I get the feeling these people would chuck me on the shoulder at a funeral and say “Aww, there now, you’ll be okay!”
I agree that frienliness can be rude. Take for example, the overly chatty seatmate on a long flight. I think any time you are oblivious/indifferent that your behaviour is causing obvious discomfort for another person, you are being rude.
Until then Id have said intentions count for something. But singling people out crosses into peer pressure.
Friendliness to me means being sensitive to someones mood. its one thing to be terminally cheery, and quite another to make it so everyone else has to be as well.
My default facial expression is somewhere on the “less than pleased” end of the spectrum. I don’t go around angry all the time (well, not most days); it’s just the way my face is. If I smiled all the time, I’d look like an idiot. Ordering me to smile is a great way to get me to hate you.
RedRosesForMe, I don’t like that kind of thing either. There’s a guy who works at a deli just outside my campus, and every time I would pass by and he was there, he said good morning (sometimes “good morning, sunshine!” or “good morning, dear!” - “sunshine” especially pisses me off, because the implication is that I look miserable). He kept bringing up that I would be graduating soon, because I made the mistake of correcting him when he asked if I was a sophomore. After a few weeks of this, I found a different way to go to get to class. He probably was trying to be friendly, not creepy, but I didn’t want the attention, especially not repeatedly.

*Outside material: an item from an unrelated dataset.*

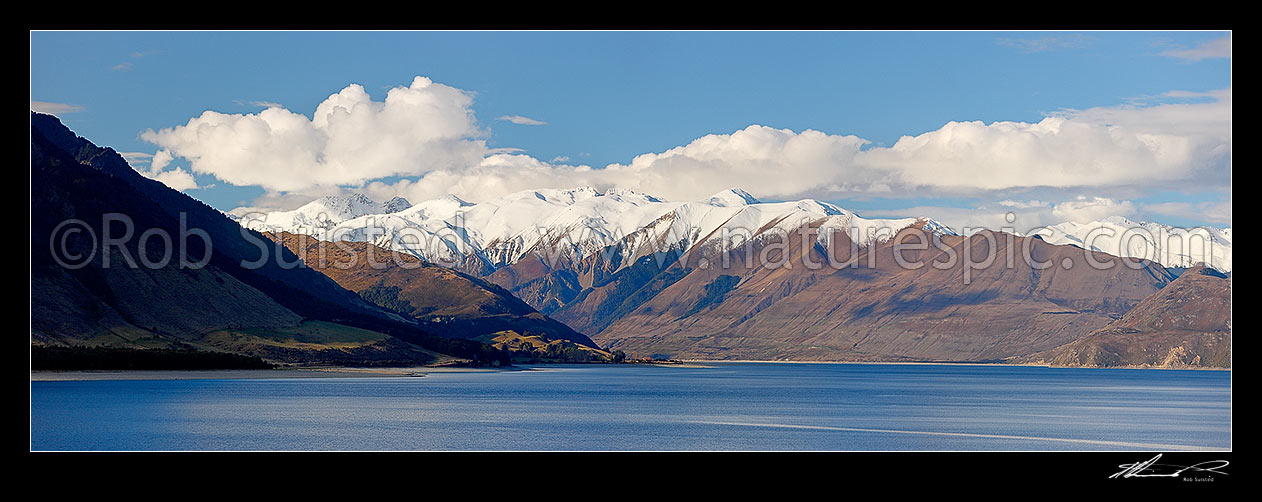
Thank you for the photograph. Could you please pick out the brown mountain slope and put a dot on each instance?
(280, 313)
(877, 310)
(441, 298)
(1185, 324)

Whenever someone tell says to me, “Smile! It can’t be THAT bad!” I want to tell them I just found out I have a huge tumor on my brain and that I only have a couple of hours to live. Because you know what? Sometimes life can really be THAT bad, and it’s rude to assume you know what a stranger is going through.

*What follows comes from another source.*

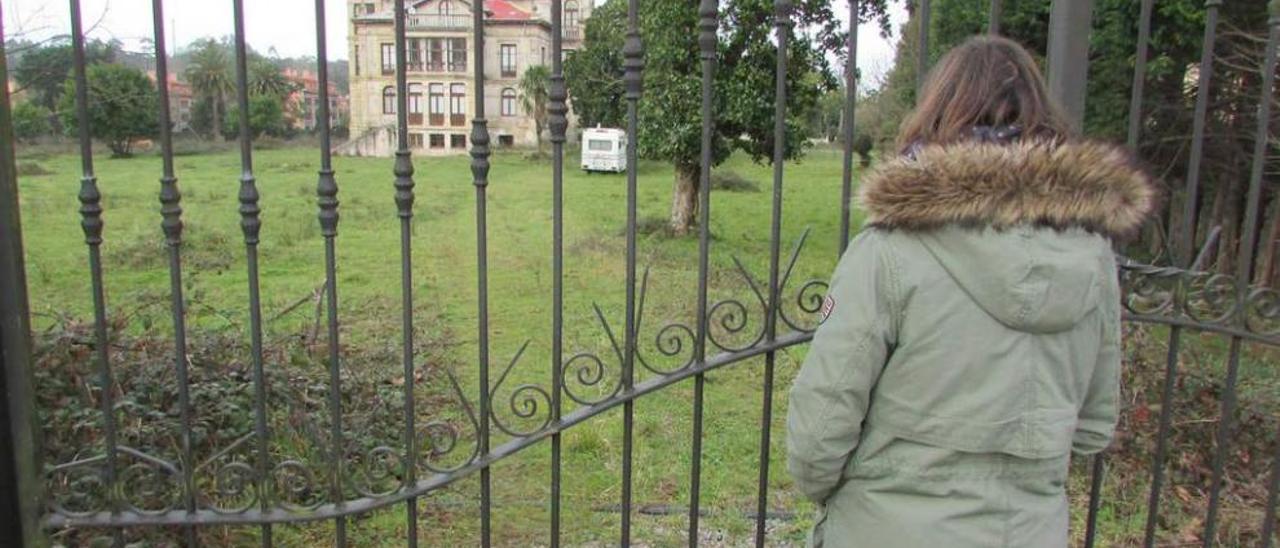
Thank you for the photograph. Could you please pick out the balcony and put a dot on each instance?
(438, 22)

But I don’t think the people who do this think they’re being rude. They think they’re cheering someone up. But just putting on a fake-happy face isn’t going to cheer anyone up.

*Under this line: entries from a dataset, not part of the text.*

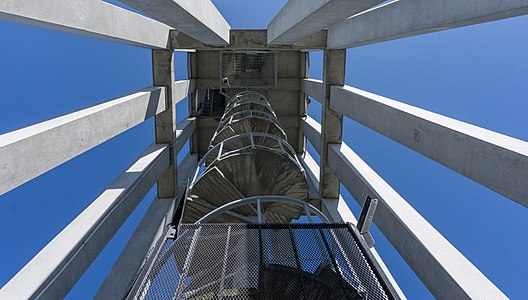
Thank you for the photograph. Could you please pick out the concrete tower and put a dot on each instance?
(249, 214)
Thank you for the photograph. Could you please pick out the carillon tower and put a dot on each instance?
(249, 213)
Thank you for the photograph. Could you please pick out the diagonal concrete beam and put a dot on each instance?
(496, 161)
(96, 19)
(156, 219)
(300, 18)
(199, 19)
(400, 19)
(56, 141)
(440, 266)
(56, 268)
(337, 211)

I get that a lot at a couple of stores, and I never let them get away with it. I reverse the sentiment in my reply “It’s hard to smile when you look so down. Are you having a bad day or are you always so defensive?” There’s no simple answer, and the shut up until next time.
Agreed. If anything, it can make them more miserable if they already were.
I already know, by the way, where these folks would go in the case of your hypothetical comment (especially the particular folks I mentioned): they’d get serious and then start comforting me about heaven and how it’s all going to be for the best.
I used to do that at Kmart when I’d get a total asshole. I’d smile and act totally cheerful and perky. And it’s not like they could complain-what could they say, “That girl was too friendly!”
I also like to do this to my former manager at my first job. Whenever I see him, I give him a big smile and say, “HI GEORGE!” You just KNOW it kills him-especially since he was the reason I quit.